After the releasing of tears for what felt like hours, I heard a voice whisper softly, “look up”. When I did, I saw placed on the altar in front of me an image of Amma, the hugging saint of India. I had hugged her couple of time on her visits to the Bay Area, and was deeply inspired by her spiritual guidance. As I stared at Amma, she beamed this energy of unconditional love and said, “look down”. On the table there was a rose quartz stone with one word inscribed on it. Adorable. I looked back at her and she said, “Yes, you are Adorable.” And that was the moment I knew that I had to devote my life to being 100% fearless and free on the outside. I knew that my purpose was to boldly step into the leading edge of where spirit meets social justice, for the liberation of myself and my generation.

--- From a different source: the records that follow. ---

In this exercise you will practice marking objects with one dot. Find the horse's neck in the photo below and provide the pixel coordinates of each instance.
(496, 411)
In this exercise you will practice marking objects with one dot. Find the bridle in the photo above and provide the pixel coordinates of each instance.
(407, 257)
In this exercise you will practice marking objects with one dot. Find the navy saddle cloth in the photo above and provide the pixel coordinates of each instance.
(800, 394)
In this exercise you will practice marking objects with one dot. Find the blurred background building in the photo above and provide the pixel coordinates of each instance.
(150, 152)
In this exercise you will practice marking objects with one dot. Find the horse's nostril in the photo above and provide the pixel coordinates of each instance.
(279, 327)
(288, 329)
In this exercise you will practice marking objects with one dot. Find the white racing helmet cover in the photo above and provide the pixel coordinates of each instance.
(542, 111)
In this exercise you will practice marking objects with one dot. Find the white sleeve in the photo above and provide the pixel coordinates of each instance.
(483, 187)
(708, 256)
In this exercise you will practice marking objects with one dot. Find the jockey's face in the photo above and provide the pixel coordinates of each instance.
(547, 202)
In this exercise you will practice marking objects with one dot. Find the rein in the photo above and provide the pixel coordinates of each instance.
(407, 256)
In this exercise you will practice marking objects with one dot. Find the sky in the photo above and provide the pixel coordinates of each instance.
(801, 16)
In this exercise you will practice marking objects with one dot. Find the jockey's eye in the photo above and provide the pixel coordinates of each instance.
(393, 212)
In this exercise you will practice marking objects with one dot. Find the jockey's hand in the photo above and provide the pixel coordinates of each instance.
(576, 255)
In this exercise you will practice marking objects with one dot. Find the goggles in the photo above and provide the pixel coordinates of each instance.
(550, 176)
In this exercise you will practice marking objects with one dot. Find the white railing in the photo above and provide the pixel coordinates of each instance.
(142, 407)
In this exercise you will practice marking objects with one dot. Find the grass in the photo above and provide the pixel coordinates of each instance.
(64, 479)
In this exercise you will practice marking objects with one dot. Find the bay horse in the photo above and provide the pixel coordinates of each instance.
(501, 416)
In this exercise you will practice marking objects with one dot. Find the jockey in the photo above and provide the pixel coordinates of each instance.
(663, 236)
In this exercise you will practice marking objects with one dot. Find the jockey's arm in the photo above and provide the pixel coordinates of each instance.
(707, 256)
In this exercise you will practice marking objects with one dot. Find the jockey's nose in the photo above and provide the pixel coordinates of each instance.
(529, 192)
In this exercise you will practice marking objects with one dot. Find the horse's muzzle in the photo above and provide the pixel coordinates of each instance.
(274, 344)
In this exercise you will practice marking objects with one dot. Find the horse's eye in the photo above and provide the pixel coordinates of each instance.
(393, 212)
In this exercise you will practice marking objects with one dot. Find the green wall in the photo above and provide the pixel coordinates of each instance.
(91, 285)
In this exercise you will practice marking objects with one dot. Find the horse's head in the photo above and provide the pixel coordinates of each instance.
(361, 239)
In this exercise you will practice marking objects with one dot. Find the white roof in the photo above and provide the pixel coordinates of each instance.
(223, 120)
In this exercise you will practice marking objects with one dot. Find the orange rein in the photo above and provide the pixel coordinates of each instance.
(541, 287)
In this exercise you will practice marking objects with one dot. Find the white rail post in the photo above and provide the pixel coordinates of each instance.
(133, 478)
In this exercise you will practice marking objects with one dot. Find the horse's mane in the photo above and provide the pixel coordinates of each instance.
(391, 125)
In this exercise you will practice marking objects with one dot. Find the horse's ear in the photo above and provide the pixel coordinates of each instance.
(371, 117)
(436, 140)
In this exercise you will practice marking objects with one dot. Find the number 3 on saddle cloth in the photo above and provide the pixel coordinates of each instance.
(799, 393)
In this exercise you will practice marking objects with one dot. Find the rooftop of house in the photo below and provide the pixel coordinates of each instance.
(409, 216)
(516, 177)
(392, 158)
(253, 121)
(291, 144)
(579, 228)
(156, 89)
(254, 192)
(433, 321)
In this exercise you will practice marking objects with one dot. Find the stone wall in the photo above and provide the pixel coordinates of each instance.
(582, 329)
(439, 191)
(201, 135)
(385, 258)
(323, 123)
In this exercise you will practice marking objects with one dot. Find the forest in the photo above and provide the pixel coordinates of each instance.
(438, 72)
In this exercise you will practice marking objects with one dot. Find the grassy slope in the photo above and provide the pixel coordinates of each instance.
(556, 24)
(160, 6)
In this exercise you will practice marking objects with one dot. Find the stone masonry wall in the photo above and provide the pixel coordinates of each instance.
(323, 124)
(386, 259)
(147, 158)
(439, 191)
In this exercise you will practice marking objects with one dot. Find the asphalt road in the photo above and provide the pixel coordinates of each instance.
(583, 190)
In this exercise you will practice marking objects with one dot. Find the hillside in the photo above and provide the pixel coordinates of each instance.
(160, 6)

The fact of the matter is, my bolting myself within the spiritual closet to “protect” everyone else, was really my stubborn way of not daring to fully claim inherited power. Power that those who came before acquired through sacrifice and shear determination. Power invested with the expectation of my full participation in this lifetime, on their behalf . And for that reason I know, walking the path of spirit is my birth right, it's at the marrow of my bones, it's the active expression of my DNA. On the other hand, not being myself meant I had inadvertently succumbed to holding the shame of ancestors who came before. Ancestors who were never able to freely be themselves without persecution. But, in the times we are facing, not letting our spiritual freak flags fly is possibly the worst crime against humanity. The world needs Spiritual Queers to be courageous and lead the way towards love and light. This what we are built for, this is who we really are. We have to come out of our spiritual closets and unite. Thank you for walking this brave journey with me.